Artist Statement
SONGS FOR GIANTS is a short, interactive essay built in Twine, Bitsy, and Glitch that offers reflections and prompts on lyric games—a genre of analog games that, as Torner (2020) writes, are more “incitements” than playable
systems. This essay weaves together personal anecdotes, myth, minigames, and scholarship to paint an opaque portrait of the analog microgame scene.
In Chapter I: A Eulogy for Giants, I define the lyric game (and its relatives) and encourage a reimagining of “play” that gets smaller and smaller. Through “roleplaying poemoirs” I cite key scholarship and argue for a reinvention
of roleplaying games that decenters play itself. What do we do with games that are not meant to be played? Read them? Remake them? Hold them?

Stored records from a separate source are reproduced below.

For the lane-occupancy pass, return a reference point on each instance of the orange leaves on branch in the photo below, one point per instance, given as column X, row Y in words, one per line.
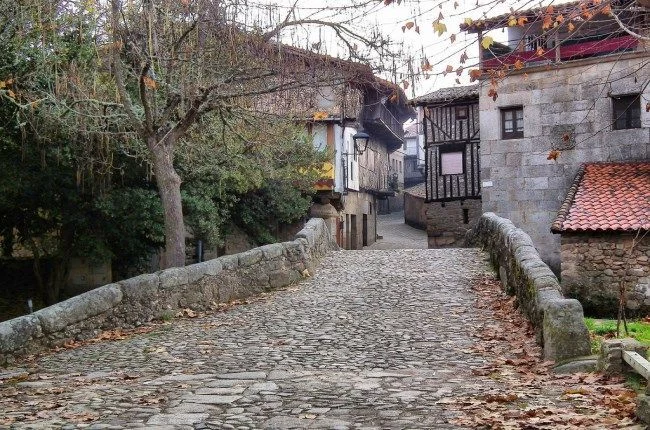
column 320, row 115
column 493, row 93
column 486, row 42
column 409, row 25
column 4, row 87
column 606, row 9
column 149, row 83
column 553, row 155
column 439, row 27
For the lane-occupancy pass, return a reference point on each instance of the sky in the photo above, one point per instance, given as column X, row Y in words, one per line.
column 371, row 16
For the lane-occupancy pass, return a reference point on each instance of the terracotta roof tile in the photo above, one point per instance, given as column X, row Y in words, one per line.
column 607, row 197
column 450, row 94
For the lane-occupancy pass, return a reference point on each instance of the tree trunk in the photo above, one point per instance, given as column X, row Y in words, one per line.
column 169, row 187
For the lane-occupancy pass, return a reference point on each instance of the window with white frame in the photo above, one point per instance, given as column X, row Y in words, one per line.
column 452, row 159
column 512, row 122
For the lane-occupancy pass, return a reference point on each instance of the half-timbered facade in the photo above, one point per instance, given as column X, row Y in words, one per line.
column 450, row 124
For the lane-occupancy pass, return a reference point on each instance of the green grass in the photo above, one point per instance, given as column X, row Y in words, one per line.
column 606, row 329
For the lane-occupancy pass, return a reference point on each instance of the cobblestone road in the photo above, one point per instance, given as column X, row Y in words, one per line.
column 397, row 235
column 374, row 340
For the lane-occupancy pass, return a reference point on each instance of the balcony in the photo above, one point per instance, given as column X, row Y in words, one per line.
column 382, row 124
column 565, row 51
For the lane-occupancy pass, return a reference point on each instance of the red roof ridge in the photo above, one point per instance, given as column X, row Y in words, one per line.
column 607, row 196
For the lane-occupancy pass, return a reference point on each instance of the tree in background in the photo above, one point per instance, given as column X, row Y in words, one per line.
column 153, row 70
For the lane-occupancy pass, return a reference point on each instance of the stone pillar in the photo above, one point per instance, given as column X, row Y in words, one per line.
column 326, row 211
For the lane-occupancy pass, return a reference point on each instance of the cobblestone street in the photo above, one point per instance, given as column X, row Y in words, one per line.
column 374, row 340
column 397, row 235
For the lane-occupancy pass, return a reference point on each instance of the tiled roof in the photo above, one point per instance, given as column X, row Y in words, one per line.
column 607, row 197
column 418, row 190
column 447, row 95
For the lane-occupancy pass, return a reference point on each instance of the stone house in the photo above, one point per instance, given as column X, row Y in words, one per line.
column 565, row 96
column 451, row 129
column 344, row 100
column 603, row 226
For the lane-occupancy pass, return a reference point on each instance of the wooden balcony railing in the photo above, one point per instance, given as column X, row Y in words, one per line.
column 562, row 53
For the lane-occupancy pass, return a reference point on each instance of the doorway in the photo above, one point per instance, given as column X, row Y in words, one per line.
column 353, row 232
column 364, row 231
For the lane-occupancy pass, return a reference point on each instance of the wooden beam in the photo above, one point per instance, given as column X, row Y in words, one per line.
column 638, row 363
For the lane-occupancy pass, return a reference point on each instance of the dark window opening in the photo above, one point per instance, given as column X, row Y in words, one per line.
column 627, row 112
column 451, row 159
column 462, row 112
column 512, row 123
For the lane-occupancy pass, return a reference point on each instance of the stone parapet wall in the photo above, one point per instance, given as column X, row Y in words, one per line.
column 558, row 322
column 596, row 266
column 136, row 301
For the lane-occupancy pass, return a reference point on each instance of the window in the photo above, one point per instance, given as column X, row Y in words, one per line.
column 462, row 112
column 512, row 123
column 627, row 112
column 452, row 159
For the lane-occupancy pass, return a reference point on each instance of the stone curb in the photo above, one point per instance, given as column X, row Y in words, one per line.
column 559, row 322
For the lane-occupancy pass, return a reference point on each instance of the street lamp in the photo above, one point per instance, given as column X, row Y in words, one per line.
column 360, row 139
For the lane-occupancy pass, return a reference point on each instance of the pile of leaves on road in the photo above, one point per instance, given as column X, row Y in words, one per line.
column 514, row 387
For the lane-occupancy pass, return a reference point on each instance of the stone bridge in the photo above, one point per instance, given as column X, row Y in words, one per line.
column 374, row 339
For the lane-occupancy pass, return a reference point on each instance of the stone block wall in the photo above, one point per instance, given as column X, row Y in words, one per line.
column 446, row 226
column 558, row 322
column 595, row 266
column 415, row 213
column 135, row 301
column 519, row 182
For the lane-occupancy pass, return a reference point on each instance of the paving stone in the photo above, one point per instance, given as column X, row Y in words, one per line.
column 373, row 340
column 243, row 375
column 211, row 399
column 176, row 419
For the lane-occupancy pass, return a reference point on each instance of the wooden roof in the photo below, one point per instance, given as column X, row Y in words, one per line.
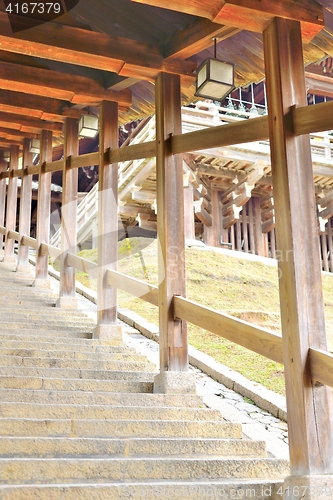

In Chapter II: How Close Are the Wolves?, I prompt the player through several Bitsy minigames to reflect on the ways that game mechanics and genealogies often center conventional, big-brand games. I ask what happens when we
let games become small—single pages, or a paper fortune, or even a single word.
Finally, in Chapter III: Unplayable, I provide three “prompts” for users to make/hack/generate their own microgames. Through the first prompt, users can create and print their own one-word RPG. Through the second prompt, users
can remix a one-sentence lyric game adapted from Maria Mison and Jay Dragon’s 101 Games for Survival. Finally, in the third prompt (hosted on Glitch), users have an opportunity to generate absurd, one-page RPGs.
My hope is that this essay (and accompanying prompts) will incite a reimagining of the scope of play and imagine the possibilities of the microscopic—appreciating games that are so tiny they are almost unplayable. Such a reinvention
opens space for a broader sphere of play and making.